Intraday technical picture:

As evidenced by the 4H chart, gold has pulled back to the lower boundary of its 4510.26-4772.29 sideways range marked by the two dotted lines. In case of a clean exit from it and consolidation below 4510.26, horizontal at 4375.25 will serve as the next target.

XAU/USD_H4

 

Brent Technical Analysis as of May 19, 2026

Brent crude prices have undergone a mild technical correction following their recent rally; however, the broader uptrend remains intact as the market remains highly sensitive to headlines coming out of the Middle East.

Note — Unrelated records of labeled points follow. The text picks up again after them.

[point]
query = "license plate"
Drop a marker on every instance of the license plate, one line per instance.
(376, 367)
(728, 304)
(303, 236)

Possible technical scenarios:

On the daily chart, Brent continues its recovery within a wide 95.18-113.99 range, trading roughly midway toward its upper boundary. The consolidation above the $100-per-barrel mark is paving the way for an extended rally toward 113,99, leaving significant upside potential.

Brent_D1

Fundamental drivers of volatility:

The catalyst for the local pullback in oil prices came from comments by Donald Trump, who announced the suspension of a planned strike on Iran to allow diplomatic talks to continue.
That being said, the primary driver for the energy market remains the situation surrounding the Strait of Hormuz, which is a vital chokepoint accounting for roughly 20% of global oil and LNG supplies. Despite a temporary de-escalation in rhetoric, supply disruptions persist, and the conflict remains the single largest risk factor for the global energy complex.
Signs of continued diplomatic engagement also took some heat out of prices. Iran presented fresh terms for a peaceful resolution, including a cessation of hostilities and the lifting of certain restrictions. The market views these developments as a factor that mitigates the risk of an immediate escalation.
However, the structural supply picture remains tightly constrained. While the US extended waivers allowing several countries to purchase Russian crude, the US Strategic Petroleum Reserve (SPR) has drained to its lowest level since July 2024 following massive historical inventory releases.
In the near term, crude oil will continue to move primarily on the back of headlines from the US-Iran negotiations. Any signs of a breakdown in the diplomatic process could quickly spark a sharp leg higher in Brent prices due to lingering structural supply risks.

Intraday technical picture:

The 4H chart shows Brent maintaining a steady upward trajectory within the broader 95.18-113.99 range, with bulls likely targeting the upper boundary at 113.99.